Wow, this is incredibly painful and powerful to read, Wilma. You sound like a woman who has decided to refuse to allow some profound injuries to stop her from becoming the woman she dreams of being.
I’m impressed that you’ve figured out a way to make at least a little bit of peace with your father. And not only that, but you’re also continuing to rebuild your own heart. SO glad you are getting the help you need!
Here’s to tiny steps, giant leaps forward, and even the blessing of times on the couch where just about all you can do is breathe and promise yourself that tomorrow will be a new day.
Love, hugs, and peace your way, beautiful. So glad you took the time to share a bit of your journey.
Thanks Claire! I’ll let you know when my book comes out so you can read the whole thing. lol Just kidding… sort of. I do want to write a book one day – not to spot light the abuse, but the healing and finding contentment throughout the journey.
I was just looking at my individual scores and realized that while I don’t have any 5’s (yet), I don’t have any 1’s or even 2’s either. At least I know what a boundary is now. There was a time that not only I didn’t have any, but I didn’t even know what they were. I am encouraged!
And ladies…. we should all be encouraged! After all, we took the time to read the post, take the quiz and post our results.
My score was 20 but i’m willing to take a step but please just a step at a time
Hi, ade — Lots of us have been there at some point in our lives. And there’s no shame in it, it’s just a matter (like you said) of one small step at a time. Don’t let it overwhelm you; just pick a spot to begin and promise yourself that you deserve it. Because you do!
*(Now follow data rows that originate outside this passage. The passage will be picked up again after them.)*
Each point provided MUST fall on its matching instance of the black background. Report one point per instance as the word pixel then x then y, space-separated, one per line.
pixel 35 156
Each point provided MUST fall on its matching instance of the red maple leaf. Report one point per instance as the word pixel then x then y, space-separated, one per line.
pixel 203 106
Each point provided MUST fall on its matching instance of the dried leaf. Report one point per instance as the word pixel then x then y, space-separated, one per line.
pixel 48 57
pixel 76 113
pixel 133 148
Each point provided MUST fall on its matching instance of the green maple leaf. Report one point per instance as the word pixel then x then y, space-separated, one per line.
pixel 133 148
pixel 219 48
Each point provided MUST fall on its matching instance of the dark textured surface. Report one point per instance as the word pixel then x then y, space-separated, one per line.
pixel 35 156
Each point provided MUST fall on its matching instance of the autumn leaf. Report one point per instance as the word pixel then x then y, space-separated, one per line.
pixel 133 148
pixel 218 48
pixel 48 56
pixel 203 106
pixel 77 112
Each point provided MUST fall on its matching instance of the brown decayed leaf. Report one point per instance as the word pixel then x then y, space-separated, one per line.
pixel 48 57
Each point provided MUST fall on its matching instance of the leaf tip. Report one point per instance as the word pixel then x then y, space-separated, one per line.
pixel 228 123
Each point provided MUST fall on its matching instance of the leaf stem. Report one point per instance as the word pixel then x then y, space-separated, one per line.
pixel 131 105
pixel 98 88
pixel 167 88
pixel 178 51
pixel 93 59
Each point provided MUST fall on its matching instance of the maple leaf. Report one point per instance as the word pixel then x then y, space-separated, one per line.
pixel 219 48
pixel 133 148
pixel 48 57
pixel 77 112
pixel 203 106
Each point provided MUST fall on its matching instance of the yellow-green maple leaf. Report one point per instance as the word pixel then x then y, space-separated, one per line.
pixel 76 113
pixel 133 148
Much love, ade. You got this.
With my divorce I did a clean sweep of all the negative and unsupportive people in my life. People don’t like change, tough bye-bye. This freed up a lot of time and head space for the positive things in life.. I have very few close friends, my closest friend and two other trustworthy friends died in the last two years. I’m grateful for the friends who’ve stepped up and proven themselves trustworthy. I am very slow to trust and consider someone a friend. It takes years to build friendships, I am only now there.
My other low score is communication. I say it. Mature reasonably stable, honest adults appreciate the boldness spoken in a polite respectful manner. Passive-aggressive game players tend to blow themselves up and those who do not respect boundaries do not hear my No when spoken politely.
I may not be all the way there yet, but I’m farther along than I was yesterday, last month, a year ago, 4, 5 years ago. Life is good with surprise blessings around every corner. We have to get up and walk to find them.
Great quiz! After my divorce, I worked hard to (re)discover what a fabulous woman I was. I also took responsibility for my mistakes and I constantly work to be a better person. A lot of my friends and people I know tell me that I am amazing but sometimes we are our worst enemy and don’t quite believe it. Thanks for the confirmation! 😉
Ive been divorced for 11 years now and have devoted my time to my son during those years. He is now 17 and just completed his Junior year…. No support from his father. I had a lot of work to do on myself after being cheated on during my marriage. I met a man about a year ago and we are taking things slowly ….. Both scared of the “L” word and are becoming the best of friends and lovers !!!!! We tell each other everything !!!!! I still have a lot to work on with some insecurities but share with him when I’m insecure or doubting and he is too !!!!
I scored a 29..I know I need help n some areas. I don’t have any friends cuz every time I did, they ran off n cheated with my bf or ex husband..my current husband does a lot for me but doesn’t give me intimacy much..he does everything with me n hardly separate but seems controlling at times..plz help
Well Claire, I barely made it with a score of 30. I have a few areas in my life I need to work on.
I always say if you can see it happening in your mind that you can achieve it.
Hey, Diane, — I love your strong, positive attitude! And you’re right: when you can envision your goal clearly, you know exactly where you’re headed and what you need. Take a few little steps every day toward your goal and before you know it, you will have enacted positive change and growth!